At the time, not a single voice was raised at this confusion. There was not a word of comfort for those who had to flee from one day to the next, leaving everything behind.

While the Palestinians expelled from Palestine created a heroic nationalism in exile, the Jews expelled by Arab nationalism were content to rebuild their lives elsewhere - in France, Canada, and especially in Israel.

These are the Jews who have been expelled from Gaza. These same people have been forced out of a future Arab state. These same Jews, fifty years on, are still unwanted by the Arabs.

Will history repeat itself - will we hear the same old tune replayed?

While there is still time - let's ask the leading question: will there be Jews in Palestine? In the future Palestinian state, that is. Will this state be the preserve of Muslims, and a tiny minority of Christians, or will some Jews be mixed in as well?

Provided they disarm and respect the laws of this future state, why could the Israeli Jews already living there not continue to do so? Provided of course that the Palestinian state guaranteed their security and even gave them Palestinian nationality. There is a good million Palestinians in Israel and no one would dream of transferring them to the other bank of the Jordan.

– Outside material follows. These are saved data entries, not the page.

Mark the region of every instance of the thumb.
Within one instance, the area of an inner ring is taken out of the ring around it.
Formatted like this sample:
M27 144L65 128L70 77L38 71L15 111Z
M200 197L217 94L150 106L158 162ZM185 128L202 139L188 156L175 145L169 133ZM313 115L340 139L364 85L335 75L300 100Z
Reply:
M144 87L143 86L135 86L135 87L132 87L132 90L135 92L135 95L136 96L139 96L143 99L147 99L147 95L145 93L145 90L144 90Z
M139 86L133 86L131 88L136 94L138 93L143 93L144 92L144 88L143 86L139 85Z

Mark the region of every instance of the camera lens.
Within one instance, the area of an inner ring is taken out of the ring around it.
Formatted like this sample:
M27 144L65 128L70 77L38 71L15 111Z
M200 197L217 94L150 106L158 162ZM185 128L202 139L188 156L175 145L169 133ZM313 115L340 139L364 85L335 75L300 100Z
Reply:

The odds are on as to the identity of a future Palestinian state and whether there will be Jews in it. Unfortunately the way it is shaping up at the moment, this state is basing itself on the Arab nationalist model of the 1950s, with its population composed exclusively of Muslim-Arabs.

Raus Juden - as ever.

Let us disregard the Gaza model, because what worked for Gaza, despite the screaming and wailing, would not work for the rest of the Territories, given the numbers of settlers and the scattered nature of the settlements.

Nobody could force out the hundreds of thousands of Israelis settled there, some for the last thirty years. Otherwise there would be a bloodbath, indescribable chaos and horror.

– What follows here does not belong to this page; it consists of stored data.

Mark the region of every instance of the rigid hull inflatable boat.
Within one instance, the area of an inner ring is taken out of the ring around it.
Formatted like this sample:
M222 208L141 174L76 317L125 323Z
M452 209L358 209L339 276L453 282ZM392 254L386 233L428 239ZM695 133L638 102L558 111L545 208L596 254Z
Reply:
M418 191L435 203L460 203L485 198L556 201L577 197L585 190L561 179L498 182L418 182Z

No Israeli leader would take that risk, not only out of conviction, but because most of the Israeli population is also deeply scarred by the ethnic cleansing that took place in the 1950s and 1960s in the Arab countries.

One has to understand that the collective Israeli unconscious is shaped more by this ethnic cleansing than by Auschwitz. It determines this people's reactions. As long as the de-Judaisation of the Arab countries is not referred to as such, no Israeli would find it fair to leave the Territories. This is not an extremist political position but the expression of a trauma - a gaping wound in the psyche of all oriental Jews. (My emphasis - Ed)

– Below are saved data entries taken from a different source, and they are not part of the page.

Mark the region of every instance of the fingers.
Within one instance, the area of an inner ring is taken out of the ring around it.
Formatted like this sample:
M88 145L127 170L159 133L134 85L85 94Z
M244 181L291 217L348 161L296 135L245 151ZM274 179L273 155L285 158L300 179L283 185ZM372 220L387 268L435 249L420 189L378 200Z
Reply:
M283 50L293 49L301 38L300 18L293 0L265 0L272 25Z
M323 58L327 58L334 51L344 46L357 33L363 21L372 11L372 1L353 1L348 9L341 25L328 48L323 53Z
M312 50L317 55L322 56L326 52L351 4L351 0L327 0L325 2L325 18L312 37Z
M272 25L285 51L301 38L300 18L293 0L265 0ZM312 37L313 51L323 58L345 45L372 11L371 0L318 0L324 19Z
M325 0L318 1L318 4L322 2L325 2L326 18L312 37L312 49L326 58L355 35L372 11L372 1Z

This is why the Palestinian leadership should break with Arab nationalism and say so. They should break with the idea that people can be transferred as easily as pawns on a chessboard.

Were Palestinian claims to be taken seriously (return of the refugees and evacuation of settlements) several million people would be on the move between the Galilee and the Red Sea, as when India was partitioned in 1947, with all the ensuing massacres.

The Palestinians must therefore rethink their position. As long as they continue to confuse Israeli military occupation and a Jewish presence on their territory, there will be no solution.

Let them declare that the occupation is unacceptable but that the Jews already living there are acceptable, and things would be different. Let them guarantee to those Jews the same rights that the Israeli state guarantees to Muslims within its borders, and everything would become possible.

In short they would have to make the transition from the Arab model of national liberation to the South African. There, the extremists had to bow to Mandela. He did not give the whites, as the Algerian FLN gave to the 'pieds noirs', the stark choice between suitcase and coffin.

Quite the opposite. Mandela had the great and just idea of guaranteeing all citizens - black or white - their right to live in South Africa. The right of soil, so to speak. That's why there was no re-make of the Algerian drama over there.

And the right of soil which prevailed in South Africa must prevail in the sort of peaceful Middle East that everyone - except the extremists - wishes to see.